Ainda Lucas – Podemos apontar 3 características de Lucas:

O autor era um grego culto – utiliza-se de um rico vocabulário com termos não usuais (261 palavras só aparecem neste evangelho), além do prólogo do texto (Lc 1, 1-4), característica de redações gregas;

O autor é perito em medicina – em diversas situações em que apareciam pessoas doentes, o Lucas fornece mais detalhes que os outros textos.

O autor é também discípulo e companheiro de Paulo - existe bastante afinidade entre os textos de Lucas e Paulo. Existem 103 vocábulos comuns que só aparecem nos escritos desses dois discípulos no Novo Testamento.

Não era apóstolo nem testemunha dos atos de Jesus (não conheceu Cristo) – o próprio autor admite (Lc 1, 1-4) que redigiu seu Evangelho a partir de dados obtidos pela tradição da Igreja.

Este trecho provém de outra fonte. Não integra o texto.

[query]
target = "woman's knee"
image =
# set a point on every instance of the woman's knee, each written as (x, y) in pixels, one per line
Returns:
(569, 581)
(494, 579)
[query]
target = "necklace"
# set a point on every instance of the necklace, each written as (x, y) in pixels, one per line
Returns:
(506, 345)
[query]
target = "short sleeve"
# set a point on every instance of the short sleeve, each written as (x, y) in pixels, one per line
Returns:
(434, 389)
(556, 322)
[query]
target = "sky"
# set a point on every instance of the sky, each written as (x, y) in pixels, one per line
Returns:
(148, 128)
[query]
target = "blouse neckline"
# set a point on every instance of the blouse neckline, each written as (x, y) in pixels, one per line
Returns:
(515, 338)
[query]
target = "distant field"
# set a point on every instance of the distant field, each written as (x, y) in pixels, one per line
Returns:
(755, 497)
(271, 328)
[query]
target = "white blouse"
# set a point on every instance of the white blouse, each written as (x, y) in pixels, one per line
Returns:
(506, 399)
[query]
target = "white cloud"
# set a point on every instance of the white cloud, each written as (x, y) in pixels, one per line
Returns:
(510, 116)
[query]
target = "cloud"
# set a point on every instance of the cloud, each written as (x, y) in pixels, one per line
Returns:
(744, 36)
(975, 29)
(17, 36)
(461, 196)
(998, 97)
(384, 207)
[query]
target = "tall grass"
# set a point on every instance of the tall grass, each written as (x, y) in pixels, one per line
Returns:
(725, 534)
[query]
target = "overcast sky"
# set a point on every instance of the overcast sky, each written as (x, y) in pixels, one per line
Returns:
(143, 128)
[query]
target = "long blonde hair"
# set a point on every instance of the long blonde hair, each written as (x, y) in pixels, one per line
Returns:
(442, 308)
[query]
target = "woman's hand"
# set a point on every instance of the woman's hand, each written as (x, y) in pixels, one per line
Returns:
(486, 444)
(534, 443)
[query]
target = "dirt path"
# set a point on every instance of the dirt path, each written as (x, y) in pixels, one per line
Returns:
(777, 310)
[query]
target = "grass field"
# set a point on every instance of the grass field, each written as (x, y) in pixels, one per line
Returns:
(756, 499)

Atos dos Apóstolos – Além de seu Evangelho, Lucas também é o autor dos "Atos dos Apóstolos" (livro do Novo Testamento que é editado em nossas Bíblias após os 4 Evangelhos, descrevendo a pregação dos apóstolos e a formação das primeiras comunidades cristãs). Na verdade, Lucas chama o Evangelho de primeiro livro e o Atos dos Apóstolos de segundo livro (veja em At 1,1).

(na próxima semana falaremos sobre o segundo Evangelho)

VOCÊ SABIA QUE ...

... a pregação de Cristo se deu entre os anos 27 e 30, enquanto que Lucas ingressou na comunidade após o ano 50 d.C. (portanto mais de 30 anos depois). Sua atuação se deu apenas como companheiro de Paulo em suas viagens, portanto distanciado da comunidade dos apóstolos em Jerusalém. Também não conheceu Maria, mãe de Jesus, que provavelmente deve ter morrido antes do ano 40. Portanto, não é correto afirmar que Lucas "ouviu da própria mãe de Jesus" os fatos sobre o nascimento e infância de Cristo narrados em seu Evangelho.